Sea grasses are flowering plants that grow in shallow waters near coasts. They grow together in thick fields, known as meadows. Sea grass meadows help clean the ocean’s water. They also provide food and shelter for many sea creatures. The climate crisis and human pollution are threatening sea grass meadows in many places around the world.
But the huge sea grass meadow in Shark Bay, off the coast of Western Australia, seems to be doing very well. It’s a kind of sea grass called Posidonia australis, and it has spread widely all through Shark Bay.
Scientists from the University of Western Australia and Flinders University wanted to study the sea grass, so they took samples from 10 different parts of this huge meadow.

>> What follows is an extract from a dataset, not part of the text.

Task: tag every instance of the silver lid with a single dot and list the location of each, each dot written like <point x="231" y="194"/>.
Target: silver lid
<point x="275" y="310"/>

Many plants create new plants by growing flowers and spreading seeds. The DNA of the plants that grow from these seeds is slightly different from the DNA of the plants that the seeds came from. By comparing the DNA from their samples, the scientists hoped to get an idea of how many different sea grass plants there were in the meadow.
What they learned shocked them – all of the grass samples had almost exactly the same DNA. That meant that they were all just one plant. One big sea grass plant spreading out over 77 square miles (200 square kilometers). This makes it the largest known plant in the world, by far.
So how has the Shark Bay sea grass grown so large? Instead of spreading with flowers and seeds, it spreads by cloning itself. As its roots spread out under the sea floor, new plants shoot up from those roots.
The sea grass in Shark Bay is also unusual in another way. It’s a “polyploid”. Usually, an organism has two parents, and gets half of its DNA from each. But polyploid organisms have all of the DNA from both parents, meaning they have twice as much DNA.
The researchers believe this may play a part in the success of the sea grass. The conditions in Shark Bay can change a lot. The water can get very salty, there’s not a lot of food for plants, and there can be huge changes in the water temperature. The scientists think the extra DNA may make it easier for the sea grass to survive in difficult conditions.
The Shark Bay sea grass generally grows and spreads about 14 inches (35 centimeters) a year. Because of the history of Shark Bay and the rate of growth, the scientists believe that the plant is about 4,500 years old.
Before this discovery, the world’s largest plant was believed to be Pando – a group of over 40,000 Aspen trees in Utah in the US that also spread by cloning. Pando is still considered the world’s heaviest organism.